With a comprehensive approach to culture and tying that with an enduring company philosophy and a strategic direction, Startise has not only set itself on a path of lasting success but has also built enduring competitive moats around its businesses. In a technology world that is in constant flux, no competitive advantage is good enough. Your competitors can go ahead of you in innovation and brand building in any moment. Strategic initiatives and product ideas are easily replicated. What is hard to replicate is when a company puts culture at the heart of its strategy. With a unique approach to organization building and scaling culture, Startise has done an excellent job of putting culture at the center of its strategy.

The Opportunity

While Bangladesh’s tech ecosystem is still nascent, Startise’s success demonstrates the immense potential for building global product companies in the country. Location is no longer a limitation in the tech world. With the right talent, vision, and execution, anyone can build world-class products and services from anywhere.

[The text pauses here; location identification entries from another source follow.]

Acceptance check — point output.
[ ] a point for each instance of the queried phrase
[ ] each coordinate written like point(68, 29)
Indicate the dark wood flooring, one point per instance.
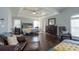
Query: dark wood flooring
point(41, 42)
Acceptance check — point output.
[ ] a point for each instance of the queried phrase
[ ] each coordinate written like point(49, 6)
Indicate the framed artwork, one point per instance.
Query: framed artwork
point(52, 21)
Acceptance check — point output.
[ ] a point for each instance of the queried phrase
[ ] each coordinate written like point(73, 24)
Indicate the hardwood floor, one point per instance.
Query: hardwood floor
point(41, 42)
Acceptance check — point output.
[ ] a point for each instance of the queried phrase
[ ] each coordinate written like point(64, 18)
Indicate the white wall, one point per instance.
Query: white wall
point(63, 19)
point(5, 25)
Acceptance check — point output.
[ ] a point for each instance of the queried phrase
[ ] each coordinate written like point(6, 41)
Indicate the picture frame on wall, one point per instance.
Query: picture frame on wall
point(52, 21)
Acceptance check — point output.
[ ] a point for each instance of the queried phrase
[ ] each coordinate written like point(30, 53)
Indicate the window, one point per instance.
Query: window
point(75, 27)
point(17, 23)
point(36, 24)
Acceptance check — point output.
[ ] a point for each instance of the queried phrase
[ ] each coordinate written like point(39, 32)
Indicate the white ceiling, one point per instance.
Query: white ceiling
point(35, 12)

Today, Startise is used by all kinds of organizations from Fortune 500 companies to leading universities in the world. One particular success story Ms. Afshana mentions is that Stanford University made its documentation using BetterDocs. “There are things like these that motivate us to keep going and improve and do even more. We have customers who made 580 websites for their clients (using our tools). It gives meaning to our work,” a proud Ms. Afshana shares.

While Startise’s roots may be firmly planted in Dhaka, the company’s ambitions extend far beyond the borders of Bangladesh. With a diverse portfolio of innovative products, a talented and globally-minded workforce, and a leadership team that is committed to pushing boundaries, Startise is well-positioned to pursue its next round of growth.

“We are just scratching the surface of what’s possible in the world of software development,” says Mr. Asif. “At Startise, we are constantly exploring new technologies, new markets, and new opportunities to revolutionize the way businesses and individuals interact with technology.”

Looking ahead, Startise has ambitious plans. With plans to integrate AI across all its products and venture beyond the realms of tech, the company is poised to redefine what it means to be a tech giant born outside of major tech hubs.

Asif adds that some of their products are just getting in shape. “The next phase of growth will be going more international, expanding product portfolio, and leaning towards enterprise solutions,” he says. “We believe we have the potential to grow much much bigger.”

The Startise playbook is a testament to the power of perseverance, user-centricity, and an unwavering commitment to excellence. It offers a blueprint for aspiring entrepreneurs worldwide, proving that with the right mindset and execution, global tech dominance can be achieved from the most unlikely of places. As the company charts ever-ambitious new paths, we will be closely following its trajectory.